Kobayashi,K.: "Characterization of photolyaselblue-liglet receptor howologues in mouse and human cells" Nucleic Acids Research. 26. 5086-5092 (1998)

Kobayashi,K.：“小鼠和人类细胞中 photolyaselblue-liglet 受体同源物的表征”核酸研究。

Yoon, J.H., Lee, C.-S., O'Connor, T.R., Yasui, A., and Pfeifer, G.: "The DNA damage spectrum produced by simulated sunlight."J. Mol. Biol.. 299. 681-693 (2000)

Yoon, J.H.、Lee, C.-S.、OConnor, T.R.、Yasui, A. 和 Pfeifer, G.：“模拟阳光产生的 DNA 损伤光谱。”J.

Yagita, K., Yamaguchi, S., Tamanini, F., van der Horst, G.T., Hoeijmakers, J.H., Yasui, A., Loros, J.J., Dunlap, J.C., and Okamura, H.: "Dimerization and nuclear entry of mPER proteins in mammalian cells."Genes Dev.. 14. 1353-1363 (2000)

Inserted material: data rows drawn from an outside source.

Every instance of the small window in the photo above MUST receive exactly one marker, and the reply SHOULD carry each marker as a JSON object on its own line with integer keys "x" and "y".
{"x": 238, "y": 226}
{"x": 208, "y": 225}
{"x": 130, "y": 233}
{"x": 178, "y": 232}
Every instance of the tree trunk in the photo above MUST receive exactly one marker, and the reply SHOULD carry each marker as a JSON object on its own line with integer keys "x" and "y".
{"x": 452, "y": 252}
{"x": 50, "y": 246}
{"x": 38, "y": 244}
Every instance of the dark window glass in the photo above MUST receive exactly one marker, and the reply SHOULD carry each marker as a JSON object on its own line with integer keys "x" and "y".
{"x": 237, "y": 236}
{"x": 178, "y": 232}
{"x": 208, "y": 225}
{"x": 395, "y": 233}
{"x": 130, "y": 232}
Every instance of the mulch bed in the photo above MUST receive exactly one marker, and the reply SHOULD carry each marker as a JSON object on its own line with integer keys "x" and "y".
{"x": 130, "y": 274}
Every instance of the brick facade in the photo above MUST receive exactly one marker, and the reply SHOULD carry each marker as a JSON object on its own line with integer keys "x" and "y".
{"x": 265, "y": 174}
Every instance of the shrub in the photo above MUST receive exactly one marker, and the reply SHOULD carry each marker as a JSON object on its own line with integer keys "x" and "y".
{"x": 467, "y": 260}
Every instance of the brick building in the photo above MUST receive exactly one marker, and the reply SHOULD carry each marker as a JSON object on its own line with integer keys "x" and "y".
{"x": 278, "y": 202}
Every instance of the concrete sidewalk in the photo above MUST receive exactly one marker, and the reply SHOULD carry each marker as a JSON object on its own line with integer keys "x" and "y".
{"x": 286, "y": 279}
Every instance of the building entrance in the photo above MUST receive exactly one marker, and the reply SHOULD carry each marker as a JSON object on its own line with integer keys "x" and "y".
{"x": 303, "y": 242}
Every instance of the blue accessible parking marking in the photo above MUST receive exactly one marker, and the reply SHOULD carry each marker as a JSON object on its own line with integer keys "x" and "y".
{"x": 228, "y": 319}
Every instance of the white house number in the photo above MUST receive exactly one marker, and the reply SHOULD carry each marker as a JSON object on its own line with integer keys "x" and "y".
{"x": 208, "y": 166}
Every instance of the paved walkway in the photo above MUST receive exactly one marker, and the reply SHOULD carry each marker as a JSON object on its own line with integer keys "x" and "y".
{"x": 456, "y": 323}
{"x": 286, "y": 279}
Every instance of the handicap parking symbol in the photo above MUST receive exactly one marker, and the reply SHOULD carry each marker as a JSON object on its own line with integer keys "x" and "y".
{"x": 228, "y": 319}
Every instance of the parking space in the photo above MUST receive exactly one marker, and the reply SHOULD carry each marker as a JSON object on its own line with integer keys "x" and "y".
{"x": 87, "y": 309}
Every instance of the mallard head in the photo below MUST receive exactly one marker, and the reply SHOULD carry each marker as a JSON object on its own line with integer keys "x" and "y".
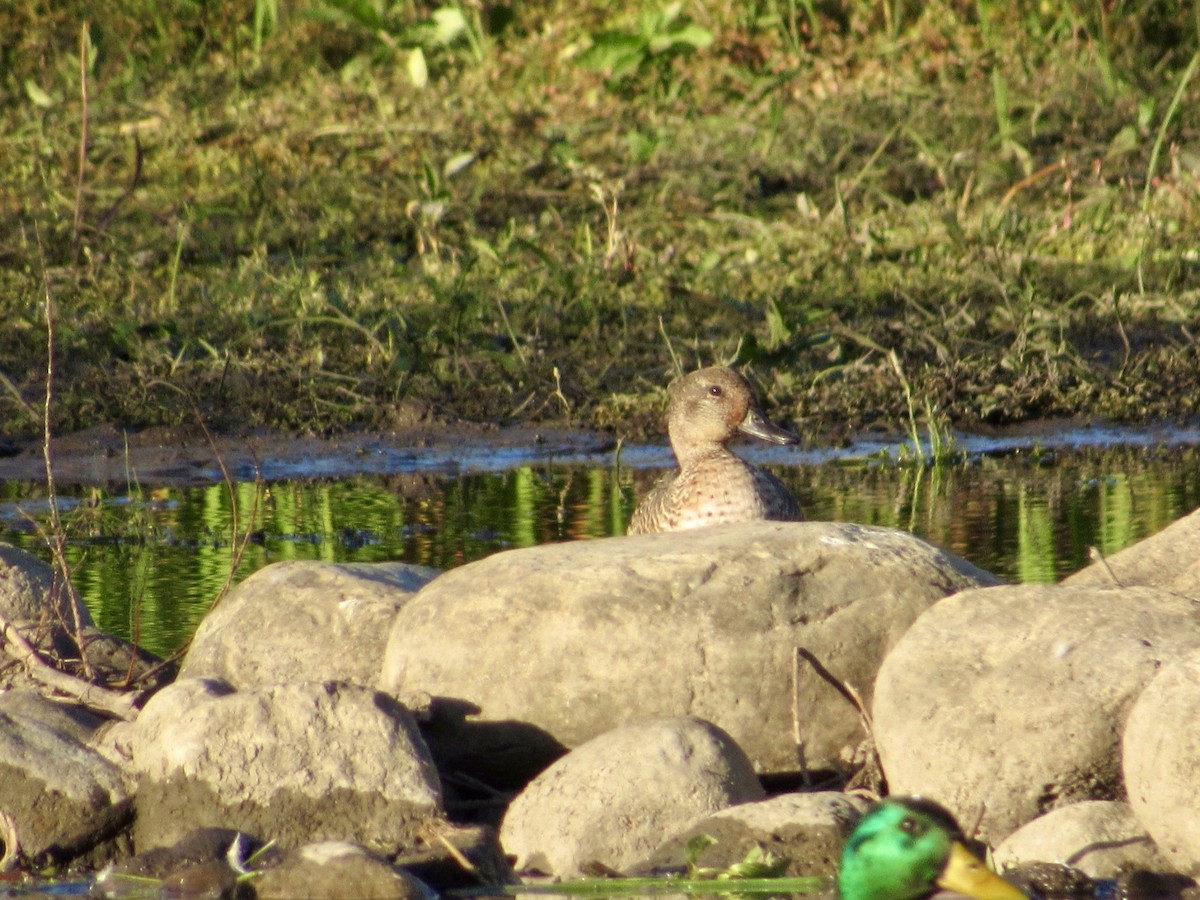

Yagita, K.、Yamaguchi, S.、Tamanini, F.、van der Horst, G.T.、Hoeijmakers, J.H.、Yasui, A.、Loros, J.J.、Dunlap, J.C. 和 Okamura, H.：“二聚化和入核

Yagita.K, Tasui.A.: "Dimerization and nuclear entry of mPER proteins"genes Dev. 14. 1353-1363 (2000)

Yagita.K，Tasui.A.：“mPER 蛋白的二聚化和入核”基因开发。

Okano, S., Kanno, S., Takao, M., Eker, A P.M., Isono, K., Tsukahara, Y., and Yasui, A.: "A putative blue-light receptor from Drosophila melanogaster."Photochem. Photobiol.. 69. 108-113 (1999)

Okano, S.、Kanno, S.、Takao, M.、Eker, A P.M.、Isono, K.、Tsukahara, Y. 和 Yasui, A.：“黑腹果蝇的假定蓝光受体。”Photochem。